Centro Municipal de Arte Hélio Oiticica – Rio de Janeiro
São raros os artistas que atualmente conseguem perceber seu próprio trabalho com tanta destreza e pertinência, conseguindo encadear cada nova proposta dentro de uma trajetória coesa e baseada em questões específicas, sem delas nunca se distanciar. Felippe Moraes é um ótimo exemplo deste tipo de artista que produz de maneira regular e tendo sempre em mente suas preocupações estéticas e filosóficas.
Seu trabalho é em primeira instância, povoado de um quase hermetismo que eventualmente poderia provocar um certo tipo de distanciamento recorrente na arte contemporânea. Por outro lado este pseudo-hermetismo, que talvez também se fundamente através de uma precisão formal absoluta, se desfaz rapidamente a partir do momento em que nos interessamos em mergulhar em suas propostas e em seus jogos de interpretação. Quando isto ocorre, o espectador deixa-se inundar por um conjunto de interrogações e deambulações epistemológicas que, como é possível perceber em grande parte da boa produção do século XX, não optará por trazer resposta alguma, mas sim por, provocar uma névoa levemente risonha que através da conjunção com o trabalho exposto, brinca, ironiza a sua presença e discute o afã de cientificidade que atravessa este tal homem contemporâneo em busca de infinitas soluções para o seu eterno processo de conhecimento//desconhecimento.
O trabalho tem como material semântico a ciência. Suas fórmulas e suas fabulações estão ali. As equações matemáticas, as topologias do terreno (subjetivo e objetivo), a geologia do espaço (entre eu e o tu) e todas as outras possibilidades de compreensão e utilização do afã quantitativo que se estabelece enquanto pesquisa.

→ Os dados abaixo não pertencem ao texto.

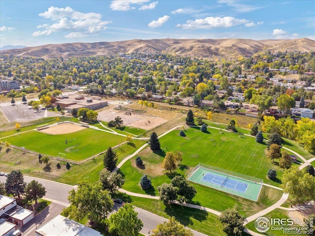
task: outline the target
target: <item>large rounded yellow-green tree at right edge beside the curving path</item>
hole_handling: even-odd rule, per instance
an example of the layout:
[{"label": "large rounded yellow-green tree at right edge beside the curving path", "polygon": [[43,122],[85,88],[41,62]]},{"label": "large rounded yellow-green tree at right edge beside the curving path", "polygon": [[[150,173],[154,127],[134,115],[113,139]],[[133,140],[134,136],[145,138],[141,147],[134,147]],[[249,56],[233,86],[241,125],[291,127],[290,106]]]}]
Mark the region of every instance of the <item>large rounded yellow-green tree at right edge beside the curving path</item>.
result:
[{"label": "large rounded yellow-green tree at right edge beside the curving path", "polygon": [[298,166],[284,170],[282,185],[284,193],[289,193],[292,203],[301,204],[315,199],[315,178]]}]

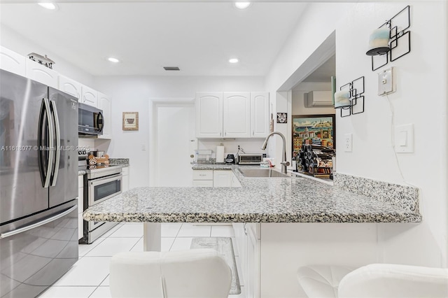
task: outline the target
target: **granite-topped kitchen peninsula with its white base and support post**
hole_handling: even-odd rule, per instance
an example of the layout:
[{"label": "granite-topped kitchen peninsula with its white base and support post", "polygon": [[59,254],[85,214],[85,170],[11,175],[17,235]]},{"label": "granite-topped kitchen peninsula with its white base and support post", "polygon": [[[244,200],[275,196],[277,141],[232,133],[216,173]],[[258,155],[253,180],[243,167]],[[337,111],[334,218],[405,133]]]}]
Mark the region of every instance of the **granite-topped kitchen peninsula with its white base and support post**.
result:
[{"label": "granite-topped kitchen peninsula with its white base and support post", "polygon": [[257,222],[259,297],[294,297],[295,271],[304,264],[378,262],[377,223],[421,222],[408,203],[302,177],[244,178],[231,169],[241,187],[138,187],[88,208],[84,219],[146,222],[148,250],[160,249],[160,222]]}]

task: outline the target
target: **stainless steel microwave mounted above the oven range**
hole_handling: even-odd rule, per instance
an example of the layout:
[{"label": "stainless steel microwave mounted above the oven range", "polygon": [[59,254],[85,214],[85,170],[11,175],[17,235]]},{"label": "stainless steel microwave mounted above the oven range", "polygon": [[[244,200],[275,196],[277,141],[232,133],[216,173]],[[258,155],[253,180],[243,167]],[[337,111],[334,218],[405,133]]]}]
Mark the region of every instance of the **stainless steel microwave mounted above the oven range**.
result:
[{"label": "stainless steel microwave mounted above the oven range", "polygon": [[78,104],[78,134],[99,136],[103,134],[103,111],[87,104]]}]

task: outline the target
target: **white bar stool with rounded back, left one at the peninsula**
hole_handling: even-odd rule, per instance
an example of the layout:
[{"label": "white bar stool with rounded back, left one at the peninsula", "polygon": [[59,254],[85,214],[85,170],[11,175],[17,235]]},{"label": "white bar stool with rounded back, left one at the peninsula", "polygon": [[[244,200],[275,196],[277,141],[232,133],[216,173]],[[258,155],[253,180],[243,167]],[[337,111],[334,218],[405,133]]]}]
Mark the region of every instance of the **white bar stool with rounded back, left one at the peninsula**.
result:
[{"label": "white bar stool with rounded back, left one at the peninsula", "polygon": [[113,298],[227,298],[232,271],[213,249],[127,252],[111,258]]}]

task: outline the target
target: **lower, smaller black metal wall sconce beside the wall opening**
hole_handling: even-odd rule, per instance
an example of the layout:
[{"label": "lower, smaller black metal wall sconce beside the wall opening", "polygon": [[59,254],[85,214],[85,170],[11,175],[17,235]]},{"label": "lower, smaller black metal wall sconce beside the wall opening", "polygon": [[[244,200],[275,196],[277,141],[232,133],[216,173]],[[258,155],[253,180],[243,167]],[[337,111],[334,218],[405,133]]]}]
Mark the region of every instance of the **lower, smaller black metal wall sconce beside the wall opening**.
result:
[{"label": "lower, smaller black metal wall sconce beside the wall opening", "polygon": [[[339,90],[346,91],[350,101],[350,104],[343,104],[342,106],[336,106],[335,102],[335,108],[340,109],[341,117],[364,113],[364,76],[342,85]],[[337,99],[335,99],[335,101],[336,100]],[[344,111],[344,113],[342,111]],[[348,111],[348,113],[345,111]]]}]

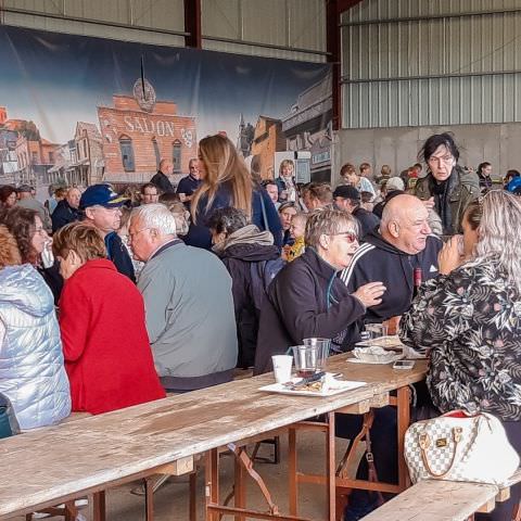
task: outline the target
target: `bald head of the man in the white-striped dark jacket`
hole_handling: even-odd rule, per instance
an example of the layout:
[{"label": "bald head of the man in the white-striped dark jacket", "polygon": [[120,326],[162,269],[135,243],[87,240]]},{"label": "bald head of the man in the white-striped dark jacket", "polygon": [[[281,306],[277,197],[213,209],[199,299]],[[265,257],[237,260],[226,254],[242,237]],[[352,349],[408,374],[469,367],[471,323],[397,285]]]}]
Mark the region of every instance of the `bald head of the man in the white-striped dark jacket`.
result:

Contudo, Felippe Moraes faz uso deste material de maneira lúdica, consideravelmente ficcional, como se soubesse da verdade que atravessa tais cálculos e exatamente por isto, optasse assumidamente por desconfiar deles, torcendo-os e aplicando-os já de outra forma, na materialidade refinada dos objetos e proposições; promovendo um tipo de lastro poético que se sustenta pela coragem da sua dúvida, pela certeza inelutável de suas angústias e pela instabilidade de suas formulações plásticas.